It hasn’t been the best of times to be an entrepreneur, to say the very least. Trapped between the rock of the coronavirus pandemic and the hard place of looming Brexit uncertainty, so many businesses have been forced to reconsider how they operate, and some have unfortunately had to shutter their doors due to the financial effects of COVID-19.
Working through the pandemic has not been easy, especially for startups and small businesses in the financial and insurance sectors. While the way in which they work has had to adapt to the “new normal”, the workload hasn’t stopped growing. It really is a testament to the bright minds in the industry that such a massive pivot has been possible while continuing to take on more business. The remote working phenomenon has played a major role in all this. While startups and small businesses might be used to non-traditional working arrangements, the switch to working from home has definitely been more difficult for larger and more established firms who become very used to one place and one way of working.
However, when needs must, they have also done all they can to make the transition to remote working as seamless as possible. The main impact of “WFH” so far has been on the people involved rather than the bottom lines of businesses. People who would normally be in a workplace chatting to colleagues, getting out of the house, and separating work from life are now in their homes sitting at desks alone. This has had a marked effect on workplace morale and more importantly the mental wellbeing of workers. Businesses are doing what they can to remedy this, with regular online social events, limited returns to the office, and flexible hours for those who need it, but the working world is still looking for a way to get that office feel while the office is closed.
Another major challenge has been an apparent apathy on the part of the government. Established businesses have received support in the form of grants, loans and the salary support scheme. This did not translate well into the world of startups, as the “bounce back” loan was decried as posing too much risk for small businesses, and the salary support scheme which limited possible applications and omitted the self-employed entirely. The government did in all fairness attempt to remedy this series of errors with later schemes but for many the damage was already done.
The saving grace for many entrepreneurs has been the Chancellor’s decision to stop short of abolishing Entrepreneur’s Relief. While he did indeed slash it considerably, the key fact was that he kept the threshold at £1 million when experts had predicted it would be removed completely. The main positive for startups is that while the relief is no longer available for larger businesses, for early stage startups it is still very much a possibility.

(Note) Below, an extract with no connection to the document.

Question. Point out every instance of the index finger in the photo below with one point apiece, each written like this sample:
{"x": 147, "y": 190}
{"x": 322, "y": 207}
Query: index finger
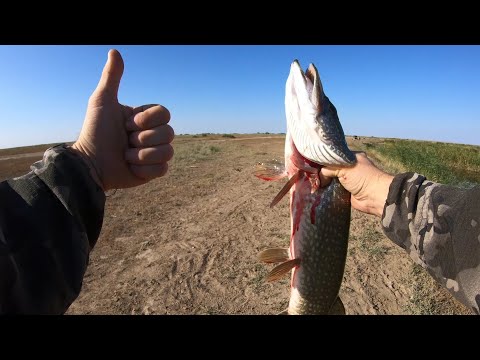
{"x": 147, "y": 117}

We absolutely have to give a shout-out to all the entrepreneurs who have been shouldering a lot more responsibility than usual. All the stress and worries of staff have been piling on to them, and the financial pressures have been theirs to bear alone. You can never underestimate how much of their soul an entrepreneur puts into their business, how it’s almost like another child to them. Startups are an important driving force behind the creation of new jobs, the development of new business and innovation across sectors, and the founders who keep these industries thriving never seem to get the thanks they thoroughly deserve.

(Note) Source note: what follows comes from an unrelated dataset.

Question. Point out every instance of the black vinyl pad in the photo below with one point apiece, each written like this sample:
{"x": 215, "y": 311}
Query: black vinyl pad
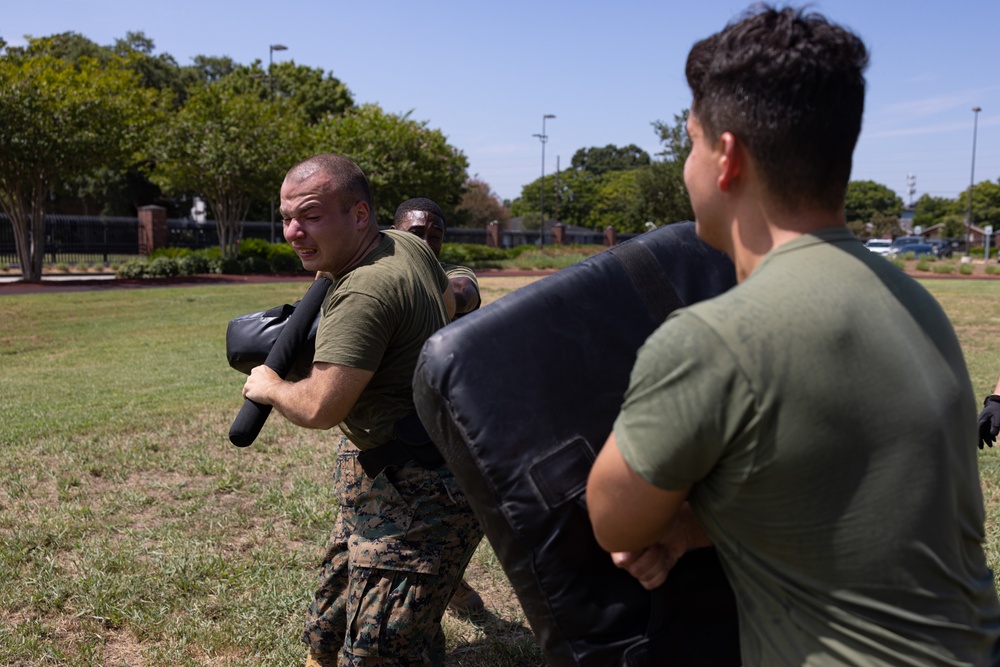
{"x": 520, "y": 395}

As we take the first wobbly steps along the road to recovery, we have to think about exactly how startups and small businesses can adapt to the new working world. The first step is of course properly adapting to remote working. It isn’t going anywhere for the foreseeable future so we all might as well learn to live with it. The tools are out there to host good and engaging meetings online, Teams, Meet, Zoom, or whatever suits your business’ needs. It’s also important to safeguard your business and your team against any unforeseen events that might come your way. If the year 2020 has taught us anything it’s that we should always be preparing for the absolute worst. Be prepared to pivot your business around anything that may arise, be aware of the current government support for a business of your size, and always, always put your people first.